Memoirs of an Imaginary Friend by Matthew Dicks (St. Martin’s Press, 2012, 320pp.)
We’ve all had imaginary friends at some point or another. The thing is, most of us give them up before too long. So what happens to those imaginary friends when we forget about them? Memoirs is a kind of autobiography of Budo, the imaginary friend of autistic kindergartner Max. Max needs him more than most children: he doesn’t like using the school bathrooms unless they’re completely devoid of other occupants (Budo keeps watch outside the door); he hates it when his mother kisses him goodnight (Budo has to keep track of how many goodnight kisses his mother bestows upon him while he’s asleep). Budo doesn’t mind his duties, though. All this means that Max needs him, and the more Max needs him...the longer he can exist. As Budo explains:
“It’s very strange to be an imaginary friend. You can’t suffocate and you can’t get sick, and you can’t fall and break your head, and you can’t catch pneumonia. The only thing that can kill you is a person not believing in you.” (140)
Dicks has given Budo an elaborate set of rules to abide by. No one can see him but Max, and his abilities are limited to what Max has imagined for him: he can pass through doors and windows, but not through walls; he can’t communicate with adults or other children (but he can talk to other imaginary friends). He can’t pick things up, either. All of these things come into play when one of Max’s overzealous special ed teachers decides that she knows more about Max’s well-being than his own parents (what were they thinking, enrolling an autistic child in a public school?) So she decides to take custody of Max—without Max’s parents’ permission (which technically is kidnapping). Naturally, Budo wants to help Max return home to Mom and Dad—but that would mean encouraging Max to take things into his own hands—and that could threaten Budo’s very existence.
I won’t lie. Memoirs takes its time setting up the rules, and it’s about eighty-five pages in before the story really gets started. Dicks also focuses more on the premise than the characters. Budo (How do you even pronounce that? Budd-o? Boo-do?) spends a lot of time repeating himself, giving example after example about how imaginary people are different from real people: “It’s not the fence that blocks [an imaginary friend] from entering. It’s the idea of the fence. ... I don’t leave footprints because I’m not actually touching the ground. I’m touching the idea of the ground” (60). “I look like I breathe, but all I breathe is the idea of air...” (140). And at one point, Budo accidentally backs into the corner of a wall (“The idea of the corner, I mean...”) (233). Yeah, yeah, we get it already.

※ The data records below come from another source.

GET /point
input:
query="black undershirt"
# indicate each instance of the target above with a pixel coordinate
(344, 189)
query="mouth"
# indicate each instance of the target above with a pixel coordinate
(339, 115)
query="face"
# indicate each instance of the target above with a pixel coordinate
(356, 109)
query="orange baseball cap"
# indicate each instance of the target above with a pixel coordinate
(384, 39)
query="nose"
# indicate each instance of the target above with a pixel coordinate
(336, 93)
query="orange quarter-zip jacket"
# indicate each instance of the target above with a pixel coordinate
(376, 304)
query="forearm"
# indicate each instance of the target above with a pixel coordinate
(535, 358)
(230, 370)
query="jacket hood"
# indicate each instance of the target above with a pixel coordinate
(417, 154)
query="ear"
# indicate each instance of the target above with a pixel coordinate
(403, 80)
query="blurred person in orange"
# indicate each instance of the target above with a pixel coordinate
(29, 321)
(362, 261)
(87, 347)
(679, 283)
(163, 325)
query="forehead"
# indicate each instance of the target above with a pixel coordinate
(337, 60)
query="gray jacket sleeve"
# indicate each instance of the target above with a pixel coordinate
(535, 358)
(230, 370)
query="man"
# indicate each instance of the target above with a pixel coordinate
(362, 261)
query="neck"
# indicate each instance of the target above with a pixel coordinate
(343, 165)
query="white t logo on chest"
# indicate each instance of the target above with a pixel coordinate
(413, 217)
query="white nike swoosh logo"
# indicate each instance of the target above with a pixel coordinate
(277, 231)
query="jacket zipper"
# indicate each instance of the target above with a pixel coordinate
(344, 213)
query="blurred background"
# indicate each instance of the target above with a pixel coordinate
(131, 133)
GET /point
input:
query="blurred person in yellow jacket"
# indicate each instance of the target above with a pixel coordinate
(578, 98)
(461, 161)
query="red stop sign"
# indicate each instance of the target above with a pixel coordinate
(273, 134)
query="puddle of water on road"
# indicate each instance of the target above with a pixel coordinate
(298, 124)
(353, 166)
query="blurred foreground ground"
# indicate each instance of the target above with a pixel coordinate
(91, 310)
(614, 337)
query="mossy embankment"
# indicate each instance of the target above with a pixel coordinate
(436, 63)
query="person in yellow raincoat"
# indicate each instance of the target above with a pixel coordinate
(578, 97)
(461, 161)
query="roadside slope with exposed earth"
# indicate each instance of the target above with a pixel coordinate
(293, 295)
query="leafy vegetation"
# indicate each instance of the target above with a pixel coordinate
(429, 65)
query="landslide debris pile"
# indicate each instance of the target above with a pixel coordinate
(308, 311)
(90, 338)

As other readers have noted, though, there are times where Budo’s childlike voice pushes the story into the territory of YA cross-over instead of adult fiction. This is not to say that Memoirs has plenty of elements to make a good story: Max’s evolution from inflexibility to self-sufficiency, his poor parents’ struggles with having an autistic child, not to mention the almost unbearable suspense of the novel’s second half (if you find yourself struggling through the first half, don’t worry. It picks up really soon). So if you’re not too fond of childlike narrators, you may want to look for something else. If you liked Emma Donoghue’s Room, however, chances are that Memoirs of an Imaginary Friend will be just the right fit for you.